Tuesday, April 29, 2014

The Hold Steady Has Teeth Dreams

The Hold Steady
Maybe the best thing about Teeth Dreams by The Hold Steady isn't master storyteller Craig Finn kicking out middle-aged narratives about reuniting with old friends and looking back. Maybe it's the band's next evolution with the addition of Steve Selvidge, giving The Hold Steady a third guitar and a reimagined sound much different than when it included Frank Niolay on keys.

Indeed, Teeth Dreams has only little bits in common with the band's pre-hiatus work that led up to the musically sharp but relatively weak lyrics on Heaven Is Whenever (2010). And most notable about the change they seem to have undergone is that what used to be alternative with punk leanings now feels like band-backed blue collar rock and roll. The Springsteen influences are now hugely obvious.

He's not the only influence, mind you. The production work of Nick Raskulinecz (Foo Fighters, Alice In Chains, Rush) at Rock Falcon Studios in Franklin, Tennessee, is all over the album too. It makes the whole affair more accessible than anything the band has tried in the past, while also giving up more room for Finn to carve out some details that have always brought out the best of his work. 

Teeth Dreams is a melodramatic return and reinvention. 

When you add it all up, the reason Teeth Dreams really works as an album is because Finn really does make it feel like he has gone back to the Minnesota that he loves to source for stories.

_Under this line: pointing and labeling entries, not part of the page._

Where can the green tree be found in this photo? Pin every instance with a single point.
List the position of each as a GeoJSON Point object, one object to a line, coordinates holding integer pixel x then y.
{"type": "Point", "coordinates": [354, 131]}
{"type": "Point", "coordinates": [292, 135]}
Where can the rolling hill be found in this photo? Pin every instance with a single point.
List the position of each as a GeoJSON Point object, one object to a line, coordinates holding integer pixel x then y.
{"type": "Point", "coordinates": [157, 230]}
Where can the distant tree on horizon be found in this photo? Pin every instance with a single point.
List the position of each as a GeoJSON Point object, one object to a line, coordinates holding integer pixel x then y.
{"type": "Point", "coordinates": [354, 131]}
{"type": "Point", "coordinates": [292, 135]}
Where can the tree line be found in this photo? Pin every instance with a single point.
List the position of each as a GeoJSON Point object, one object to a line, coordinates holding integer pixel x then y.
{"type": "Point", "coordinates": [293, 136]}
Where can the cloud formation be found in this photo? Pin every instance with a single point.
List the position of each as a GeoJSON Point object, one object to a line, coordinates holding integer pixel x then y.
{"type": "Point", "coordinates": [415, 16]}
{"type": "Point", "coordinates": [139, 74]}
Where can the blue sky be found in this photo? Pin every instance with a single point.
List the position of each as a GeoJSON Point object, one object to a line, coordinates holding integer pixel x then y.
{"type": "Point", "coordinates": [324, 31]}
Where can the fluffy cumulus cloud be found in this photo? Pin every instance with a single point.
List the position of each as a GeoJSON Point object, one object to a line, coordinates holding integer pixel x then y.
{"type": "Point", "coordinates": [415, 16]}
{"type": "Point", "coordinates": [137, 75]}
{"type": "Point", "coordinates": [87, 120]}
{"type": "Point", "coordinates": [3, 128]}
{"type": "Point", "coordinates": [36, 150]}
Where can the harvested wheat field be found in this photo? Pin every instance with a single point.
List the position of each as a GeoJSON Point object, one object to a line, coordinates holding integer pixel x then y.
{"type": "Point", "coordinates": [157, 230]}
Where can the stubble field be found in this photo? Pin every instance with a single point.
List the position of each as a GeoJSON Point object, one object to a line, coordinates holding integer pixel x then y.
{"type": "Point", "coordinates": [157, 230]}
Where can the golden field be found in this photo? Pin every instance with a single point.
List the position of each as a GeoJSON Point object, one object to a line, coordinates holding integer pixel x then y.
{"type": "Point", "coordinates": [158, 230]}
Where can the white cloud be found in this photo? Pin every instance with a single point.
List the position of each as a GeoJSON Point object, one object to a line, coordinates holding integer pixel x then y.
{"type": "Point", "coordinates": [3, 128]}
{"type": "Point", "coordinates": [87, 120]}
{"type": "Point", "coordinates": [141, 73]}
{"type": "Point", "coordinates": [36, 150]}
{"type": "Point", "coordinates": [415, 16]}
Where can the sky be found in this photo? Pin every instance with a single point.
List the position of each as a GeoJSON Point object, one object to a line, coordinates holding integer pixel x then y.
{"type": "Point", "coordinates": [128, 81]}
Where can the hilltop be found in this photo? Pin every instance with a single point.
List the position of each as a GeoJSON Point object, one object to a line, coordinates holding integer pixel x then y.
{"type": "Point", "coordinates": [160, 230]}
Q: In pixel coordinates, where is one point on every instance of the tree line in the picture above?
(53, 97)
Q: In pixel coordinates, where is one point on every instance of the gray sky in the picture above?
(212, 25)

But in doing so, he and the band forward the idea that he is a different man than the one who left it all behind. 

So as much as a landscape we leave makes us who we are, so do the experiences we have in its absence, making any return to it less of a homecoming and more of a reconciliation as a stranger among the familiar. Much of Teeth Dreams feels like that. It's a stranger among the familiar, opening with I Hope The Whole Thing Didn't Frighten You. 

Frighten You has exactly the kind of lyrics one would expect from Finn looking back with one foot in the past and one in the present. It's a song about old friends who haven't changed so much and yet it still frightens him to think you used to have something in common. Or, maybe more precisely, it might frighten anyone you bring along with you.


Spinners is another such story, almost like looking in on a friend or former lover. In this is one, his story centers on a girl who tries to forget her heartbreak by getting back out there and doing things. But the solution doesn't lead to resolution. Sometimes it just complicates everything even more.

The Only Thing is another breakup song, but with its focus on the reunion long afterward as opposed to the split. The track is striking because it draws out the awkwardness of seeing someone again when all you have left between each other are some memories. Lyrically, it is one of the more overlooked tracks on the album.

In contrast, the balladic The Ambassador is another reunion track that feels significantly more bittersweet despite being tied more to a location than a person. It might even be that absence of the people who used to frequent there is so haunting as a memory. It's like revisiting an old neighborhood and not knowing anyone who lives there anymore. 

Teeth Dreams By The Hold Steady Echoes 5.4 On The Liquid Hip Richter Scale.

After these opening tracks, there are no particular high points but there are plenty of highlights. Big Cig attempts to elevate the album back to a rocker. Runner's High has some decent riffs slipped in by Selvidge. And Almost Everything gives the album an acoustic moment before Finn breaks into his desperately epic 9-minute song Oaks, which gives the album's conclusion a fadeout completion.